Hey all, about 6 months ago i bought myself a new pc, and it still runs very nicely. Specs are as follows: CPU - Intel C2D E6600 MOBO - ASUS P5B-E RAM - G.Skill 2x 1GB @ 800Mhz - 4-4-4-12 Timings GPU - EVGA 8800 GTS 640MB HDD - WD 500GB SATA II CASE - Lian-Li PC 7b Plus PSU - Enermax Liberty 500w Sli Compliant DVD - Samsung Optical LCD - Samsung 206BW 20" Widescreen 2ms @ 3000:1 So all in all a pretty nice system, but as new games draw ever closer i would like to get myself SLI ready. I will want to keep everything apart from the mobo, so basically im just looking for advice and knowledge on a good SLI motherboard. I will be buying the second 8800 GTS at a later date (i.e. when i have the monies) Any advice would be appreciated, as i dont have any prior knowledge of SLI motherboards atall. Thanks. Caff.
well, i guess for the board £150ish. budget isnt really a major concern, im more concerned with future proofing this machine, so im willing to consider all options and advice at the moment. also i need a new cpu cooler for the intel c2d e6600 775.
Another question is do you want a massive-OC'er, or do you want a feature-rich board? You can get yourself a P6N Diamond for about £210, which has so many features it'll make your head spin. On the other hand you can get yourself an Asus Striker or EVGA ( both 680i chipset) which are pretty good OC'ers, although with less features and you can sometimes get a bad one, although the issues are less pronounced iirc. Then there's another factor - the next generation of nVidia mobo chipsets are out sometime soon (before Xmas iirc), which will bring more features, probably better OC'ing and give SLi capability. The problem with the boards I suggested above was that they're a fairly old chipset now, and the newest offerings from Intel (X38 and P35) are much better, but don't officially support SLi. (Don't know if you can get hacked drivers or not yet.)
hmm. well crysis is running nicely on my machine. so i think ill wait till xmas to upgrade the mobo then. next gen nvidia chipsets sounds like a plan! thanks for the help dude, youve single handedly tackled this one!
A pleasure sir. Hopefully the new 780's should be sorted by Xmas (most chipsets take a while to get their drivers and BIOS' properly sorted and performance to creep up to optimum.)

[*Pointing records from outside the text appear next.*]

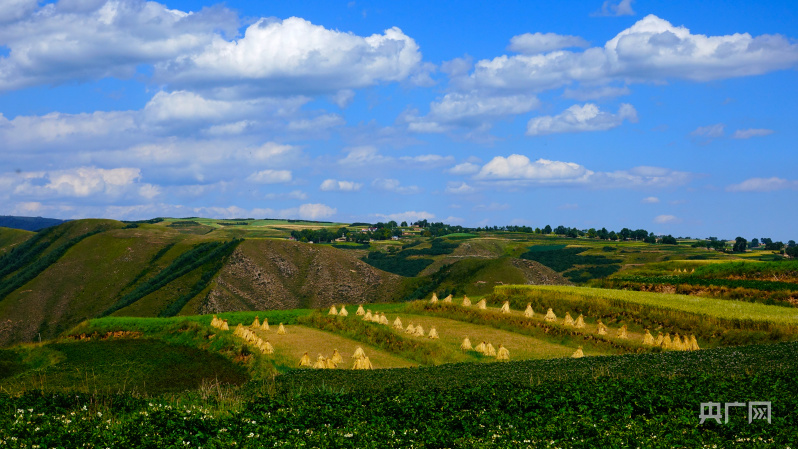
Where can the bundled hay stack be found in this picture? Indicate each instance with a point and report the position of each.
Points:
(693, 343)
(336, 357)
(648, 339)
(529, 313)
(502, 353)
(666, 342)
(677, 343)
(321, 362)
(362, 363)
(358, 353)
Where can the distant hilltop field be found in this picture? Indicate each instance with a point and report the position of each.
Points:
(71, 271)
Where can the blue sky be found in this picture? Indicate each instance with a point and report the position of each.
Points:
(675, 117)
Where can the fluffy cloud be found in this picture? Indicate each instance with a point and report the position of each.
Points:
(519, 170)
(458, 188)
(66, 41)
(466, 168)
(270, 177)
(393, 185)
(651, 50)
(751, 132)
(580, 118)
(470, 109)
(710, 131)
(529, 43)
(78, 182)
(294, 55)
(763, 185)
(330, 185)
(667, 219)
(517, 166)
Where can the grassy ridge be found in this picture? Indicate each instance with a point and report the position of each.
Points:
(199, 255)
(37, 266)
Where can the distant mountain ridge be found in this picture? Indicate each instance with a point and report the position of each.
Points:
(28, 223)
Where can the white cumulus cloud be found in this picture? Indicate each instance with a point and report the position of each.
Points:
(580, 118)
(330, 185)
(529, 43)
(270, 176)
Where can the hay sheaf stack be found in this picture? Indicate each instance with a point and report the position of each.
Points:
(503, 353)
(529, 313)
(361, 360)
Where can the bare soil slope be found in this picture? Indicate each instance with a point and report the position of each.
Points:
(278, 274)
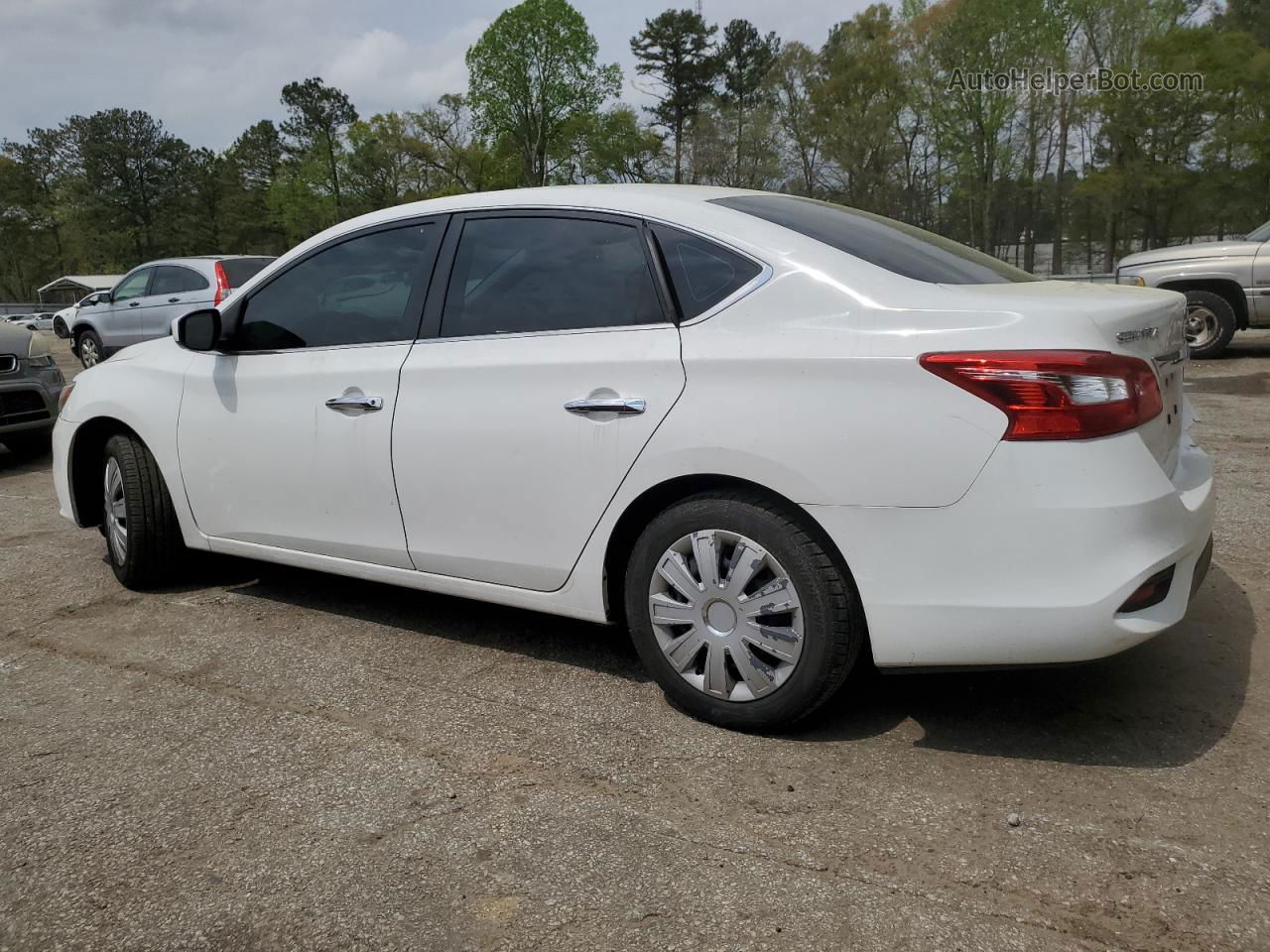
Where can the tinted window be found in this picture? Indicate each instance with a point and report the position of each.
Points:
(240, 270)
(889, 244)
(134, 286)
(513, 276)
(701, 272)
(171, 280)
(357, 293)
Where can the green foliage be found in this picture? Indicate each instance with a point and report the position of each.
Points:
(532, 73)
(869, 118)
(676, 51)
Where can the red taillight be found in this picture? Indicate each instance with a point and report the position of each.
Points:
(222, 286)
(1056, 394)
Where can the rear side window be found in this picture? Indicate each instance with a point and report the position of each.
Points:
(356, 293)
(701, 272)
(134, 286)
(171, 280)
(887, 243)
(525, 275)
(239, 271)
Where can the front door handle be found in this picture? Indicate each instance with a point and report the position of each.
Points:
(606, 405)
(356, 403)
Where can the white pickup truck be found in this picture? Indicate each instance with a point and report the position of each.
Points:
(1227, 285)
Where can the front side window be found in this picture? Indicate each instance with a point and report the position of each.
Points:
(526, 275)
(356, 293)
(134, 286)
(701, 272)
(172, 280)
(899, 248)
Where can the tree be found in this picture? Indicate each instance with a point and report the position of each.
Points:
(675, 49)
(794, 79)
(531, 73)
(857, 100)
(746, 58)
(131, 177)
(454, 155)
(317, 117)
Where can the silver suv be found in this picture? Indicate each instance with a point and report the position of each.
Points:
(151, 296)
(1227, 285)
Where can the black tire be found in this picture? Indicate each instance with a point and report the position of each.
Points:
(833, 625)
(154, 549)
(95, 349)
(28, 444)
(1216, 336)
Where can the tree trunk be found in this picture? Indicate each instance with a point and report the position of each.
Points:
(1057, 257)
(679, 149)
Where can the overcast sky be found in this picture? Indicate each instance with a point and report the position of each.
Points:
(208, 68)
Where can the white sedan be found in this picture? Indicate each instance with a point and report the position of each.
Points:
(765, 433)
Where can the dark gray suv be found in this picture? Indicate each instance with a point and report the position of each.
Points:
(151, 296)
(30, 388)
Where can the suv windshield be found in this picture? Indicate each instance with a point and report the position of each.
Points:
(887, 243)
(1261, 234)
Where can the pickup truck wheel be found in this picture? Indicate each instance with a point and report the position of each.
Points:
(90, 349)
(143, 537)
(1209, 324)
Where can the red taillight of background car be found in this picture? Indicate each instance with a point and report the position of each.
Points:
(1056, 394)
(222, 286)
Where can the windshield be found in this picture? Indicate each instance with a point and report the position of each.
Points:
(1261, 234)
(887, 243)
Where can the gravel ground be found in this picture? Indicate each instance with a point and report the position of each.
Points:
(277, 760)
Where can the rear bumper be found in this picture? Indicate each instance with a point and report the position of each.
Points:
(1033, 563)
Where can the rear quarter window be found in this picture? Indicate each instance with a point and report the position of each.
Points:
(701, 272)
(239, 271)
(899, 248)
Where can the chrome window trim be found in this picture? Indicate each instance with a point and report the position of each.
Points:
(308, 349)
(564, 331)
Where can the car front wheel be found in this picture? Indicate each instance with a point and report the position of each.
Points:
(90, 349)
(739, 613)
(143, 537)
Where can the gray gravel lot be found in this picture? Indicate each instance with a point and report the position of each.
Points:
(270, 758)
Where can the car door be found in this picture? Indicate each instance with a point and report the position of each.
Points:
(285, 435)
(175, 291)
(121, 324)
(548, 363)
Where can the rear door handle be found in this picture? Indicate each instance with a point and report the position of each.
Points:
(356, 403)
(606, 405)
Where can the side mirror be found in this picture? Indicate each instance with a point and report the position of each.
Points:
(198, 330)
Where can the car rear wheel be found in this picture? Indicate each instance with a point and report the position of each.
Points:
(1209, 324)
(90, 349)
(143, 537)
(739, 613)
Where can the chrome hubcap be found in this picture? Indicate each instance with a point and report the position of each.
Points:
(116, 513)
(725, 615)
(1201, 326)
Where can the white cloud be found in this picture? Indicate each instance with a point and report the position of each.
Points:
(208, 70)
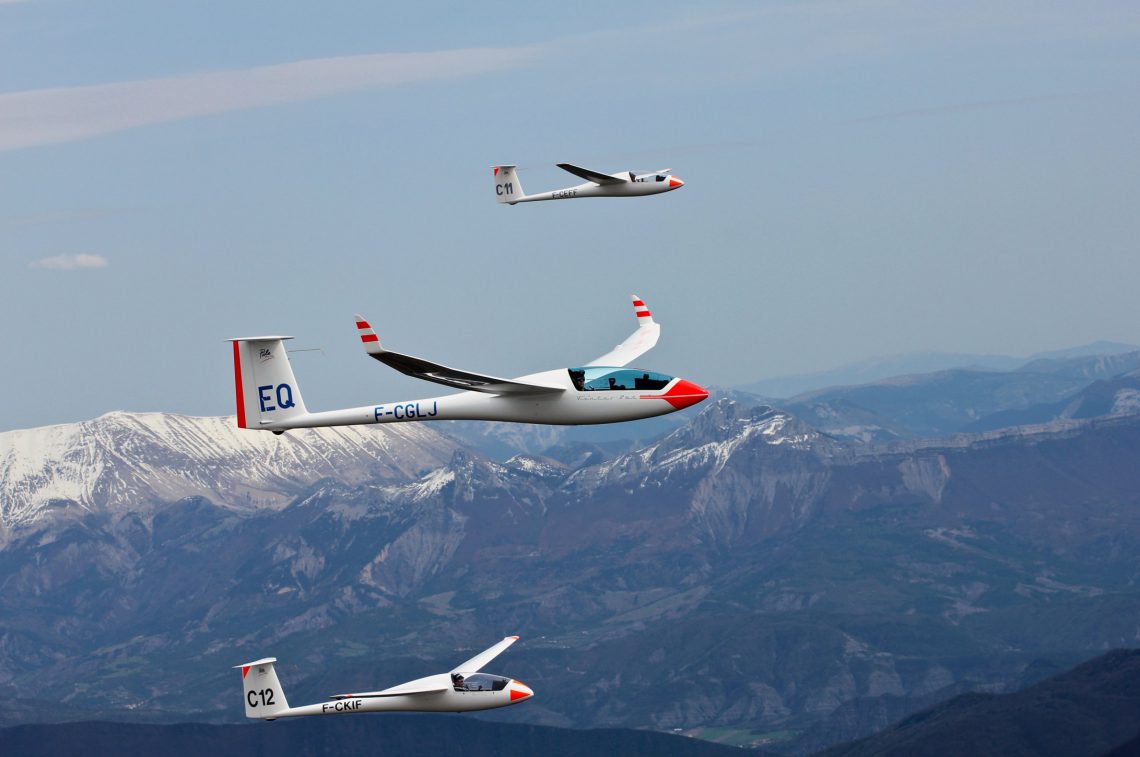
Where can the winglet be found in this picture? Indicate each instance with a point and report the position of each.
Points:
(368, 336)
(642, 311)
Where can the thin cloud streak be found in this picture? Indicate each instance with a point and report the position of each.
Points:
(963, 107)
(66, 114)
(70, 262)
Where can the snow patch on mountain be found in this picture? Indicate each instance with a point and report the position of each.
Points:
(128, 458)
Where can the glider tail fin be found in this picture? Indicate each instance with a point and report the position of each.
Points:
(368, 336)
(265, 699)
(263, 382)
(507, 187)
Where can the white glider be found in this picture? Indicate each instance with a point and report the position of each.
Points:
(623, 184)
(601, 391)
(463, 690)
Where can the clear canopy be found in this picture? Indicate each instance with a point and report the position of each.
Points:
(480, 682)
(603, 379)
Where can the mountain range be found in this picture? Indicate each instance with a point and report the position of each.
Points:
(748, 577)
(878, 368)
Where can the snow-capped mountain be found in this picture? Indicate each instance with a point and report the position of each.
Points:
(132, 458)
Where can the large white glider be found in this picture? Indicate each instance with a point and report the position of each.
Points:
(463, 690)
(601, 391)
(623, 184)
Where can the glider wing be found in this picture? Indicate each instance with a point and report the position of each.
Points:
(475, 664)
(442, 374)
(591, 176)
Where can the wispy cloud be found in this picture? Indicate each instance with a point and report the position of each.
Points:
(45, 116)
(70, 262)
(965, 107)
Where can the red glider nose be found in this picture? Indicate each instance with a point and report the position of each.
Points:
(685, 393)
(520, 690)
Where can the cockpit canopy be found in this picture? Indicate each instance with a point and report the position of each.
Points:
(479, 682)
(604, 379)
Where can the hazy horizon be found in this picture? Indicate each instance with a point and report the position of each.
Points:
(862, 179)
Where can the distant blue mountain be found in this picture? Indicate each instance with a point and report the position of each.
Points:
(914, 363)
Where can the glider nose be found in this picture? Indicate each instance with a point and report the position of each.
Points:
(520, 691)
(685, 393)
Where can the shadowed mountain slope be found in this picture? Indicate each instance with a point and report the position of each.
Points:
(1086, 710)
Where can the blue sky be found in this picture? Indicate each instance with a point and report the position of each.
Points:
(862, 178)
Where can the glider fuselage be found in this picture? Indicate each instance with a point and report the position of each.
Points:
(450, 700)
(570, 406)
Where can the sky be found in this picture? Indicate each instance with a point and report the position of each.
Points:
(863, 178)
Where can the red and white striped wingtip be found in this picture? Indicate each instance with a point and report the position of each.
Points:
(641, 310)
(367, 335)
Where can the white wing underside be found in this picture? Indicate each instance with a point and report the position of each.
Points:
(640, 342)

Intel will be releasing their new [Penryn] CPU's before the end of the year (/possibly at the end of this month?)... and there's also an updated version of the GTS being released soon as well (112 pipelines), so the price for your second current-gen GTS should drop a bit when the new variant is released? Two more reasons to hang-fire
This is IMO so please don't flame me LOL.....but honestly I don't see a reason to go the SLI route. By the time you want to buy a second card there will more than likely be a newer better card that will smoke both of the older cards in SLI and wouldn't cost much more than getting the second card. Plus an Intel chipset mobo will beat a Nvidia chipset mobo as far as head to head performance....simply because Intel is the one making the chips naturally they should be able to build the better chipset, which ATM they do. Plus on top of that running two cards increases power consumption and also increases the amount of heat inside the case. Then of course not all games are optimized to use SLI and just creates a headache just trying to get it to run right. There are two reasons to run SLI in a computer: 1) You have money burning a hole in your pocket and want to have the "bragging rights" 2) You want higher benchmark scores...which kinda goes hand in hand with the "bragging rights" thing....but if that is what gets you off is a higher benchmark score then go for it I guess lol edit: I also wouldn't try running two 8800GTS's with a 500w PSU. Thats kinda pushing the limits of the PSU I think.
I wouldn't say that at all - they're making better chipsets for this generation (i.e. P35 and X38 vs the 6x0's), but the next ones to come from nVidia are the 7x0's - don't judge a chipset before you've seen the numbers.